Photo: Sino Foest
Is Sino-Forest really a fraud, or a victim of exaggerated claims of deceit?Canadian paper the Globe and Mail undertook a massive investigation to uncover whether the Chinese forest operator, which is listed in Toronto, is as shady as short-seller Carson Block says it is.
Their conclusion: yes it is.
Sino-Forest “appears to have substantially overstated the size and value of its forestry holdings in China’s Yunnan province, according to figures provided by senior forestry officials and a key business partner there” according to the Globe and Mail.
In case you missed it, at the beginning of the month, Carson Block’s Muddy Waters published a report on Sino-Forest equating it with the Madoff Ponzi scheme.

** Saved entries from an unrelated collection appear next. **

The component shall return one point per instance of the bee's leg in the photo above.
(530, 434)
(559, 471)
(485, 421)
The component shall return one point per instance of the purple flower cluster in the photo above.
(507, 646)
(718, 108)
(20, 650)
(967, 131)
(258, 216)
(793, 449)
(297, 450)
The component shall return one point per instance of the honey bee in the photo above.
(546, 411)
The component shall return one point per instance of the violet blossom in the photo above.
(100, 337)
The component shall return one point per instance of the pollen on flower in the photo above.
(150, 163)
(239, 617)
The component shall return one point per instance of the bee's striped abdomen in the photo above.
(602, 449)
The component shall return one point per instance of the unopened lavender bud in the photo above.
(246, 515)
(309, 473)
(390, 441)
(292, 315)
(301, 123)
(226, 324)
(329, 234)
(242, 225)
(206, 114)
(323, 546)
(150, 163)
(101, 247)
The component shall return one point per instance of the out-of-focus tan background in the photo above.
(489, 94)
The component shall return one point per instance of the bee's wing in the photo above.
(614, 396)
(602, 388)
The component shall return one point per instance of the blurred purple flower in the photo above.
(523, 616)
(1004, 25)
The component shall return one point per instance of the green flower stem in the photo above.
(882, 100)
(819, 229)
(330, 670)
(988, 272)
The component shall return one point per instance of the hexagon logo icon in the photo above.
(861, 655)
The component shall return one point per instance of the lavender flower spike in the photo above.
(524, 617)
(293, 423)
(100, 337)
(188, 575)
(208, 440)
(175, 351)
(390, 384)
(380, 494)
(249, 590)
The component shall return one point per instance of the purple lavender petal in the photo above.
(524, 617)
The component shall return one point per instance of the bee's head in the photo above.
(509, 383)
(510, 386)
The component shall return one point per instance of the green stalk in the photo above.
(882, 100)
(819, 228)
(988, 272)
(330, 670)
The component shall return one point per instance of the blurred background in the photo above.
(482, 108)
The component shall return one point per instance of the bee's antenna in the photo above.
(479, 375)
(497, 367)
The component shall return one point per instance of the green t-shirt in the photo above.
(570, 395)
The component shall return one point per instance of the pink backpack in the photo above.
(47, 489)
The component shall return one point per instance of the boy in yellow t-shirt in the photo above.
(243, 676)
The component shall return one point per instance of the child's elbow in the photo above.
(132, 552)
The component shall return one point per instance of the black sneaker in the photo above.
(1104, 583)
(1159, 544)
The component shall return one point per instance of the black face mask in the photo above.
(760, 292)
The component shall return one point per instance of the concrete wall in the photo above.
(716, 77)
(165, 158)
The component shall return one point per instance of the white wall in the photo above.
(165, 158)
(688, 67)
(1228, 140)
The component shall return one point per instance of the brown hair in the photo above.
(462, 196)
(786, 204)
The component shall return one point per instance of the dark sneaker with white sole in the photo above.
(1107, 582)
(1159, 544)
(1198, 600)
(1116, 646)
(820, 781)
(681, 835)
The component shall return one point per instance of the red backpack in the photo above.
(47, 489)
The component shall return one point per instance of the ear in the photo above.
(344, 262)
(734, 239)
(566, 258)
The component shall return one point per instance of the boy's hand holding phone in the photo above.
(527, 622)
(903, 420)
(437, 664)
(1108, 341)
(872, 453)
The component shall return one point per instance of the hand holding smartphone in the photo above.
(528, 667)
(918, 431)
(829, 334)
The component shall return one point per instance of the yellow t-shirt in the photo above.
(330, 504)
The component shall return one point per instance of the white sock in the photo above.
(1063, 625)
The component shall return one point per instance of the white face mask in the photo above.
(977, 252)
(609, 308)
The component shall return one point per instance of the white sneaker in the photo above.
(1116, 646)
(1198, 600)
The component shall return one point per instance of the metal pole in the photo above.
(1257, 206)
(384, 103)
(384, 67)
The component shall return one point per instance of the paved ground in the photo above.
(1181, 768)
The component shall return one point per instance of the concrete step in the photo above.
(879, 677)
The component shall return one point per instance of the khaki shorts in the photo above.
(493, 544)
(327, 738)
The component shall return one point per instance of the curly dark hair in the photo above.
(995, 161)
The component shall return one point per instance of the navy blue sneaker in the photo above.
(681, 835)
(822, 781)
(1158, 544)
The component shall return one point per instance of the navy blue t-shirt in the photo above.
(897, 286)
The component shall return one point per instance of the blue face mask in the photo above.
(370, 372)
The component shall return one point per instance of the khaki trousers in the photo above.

The report triggered the company’s share price to nosedive, and caused investors, the most famous of which is John Paulson, to lose millions.
The company denied the report, and brought in PriceWaterHouse to investigate the allegations by Block’s research.
The Globe and Mail undertook “two weeks of on-the-ground reporting that included interviews with Chinese government officials, forestry experts, local business operators and brokers [and] uncovered a number of glaring inconsistencies that raise doubts about the company’s public statements regarding the value
of the assets that lie at the centre of the company’s core business.”
Those inconsistencies focus mainly on a deal to buy up timber rights in Yunnan province:
- There’s a 2007 agreement that Sino-Forest says gave it the right to buy timber rights for up to 200,000 hectares of forest in Yunnan over a 10 year period, with a partner called Gengma Forestry. Sino-Forest said the deal is basically done and they own more than 200,000 hectares.
- Gengma said at the moment, Sino-Forest owns less than 14,000 hectares.
- And “to find Gengma Forestry… you have to duck down an alleyway behind the drugstore on the main street of this nondescript trading city, then up a dusty cement staircase.”
- Gengma Forestry’s office manager told the Globe and Mail: “Our relations with [Sino-Forest] were not totally good. They talked about a lot of things, but in the end it was hard to get money from them.”
- Chinese forestry officials also said Sino-Forest owns far less than 200,000 hectares.
- Sino-Forest has “refused to disclose the names or locations of the customers who buy its standing timber, saying it doesn’t want to reveal the identity of its customers for competitive reasons.
This is the latest chapter in the Sino-Forest story. The next big negative hit could come again from Muddy Waters. Carson Block has said he’ll publish more research on Sino-Forest “pretty soon.”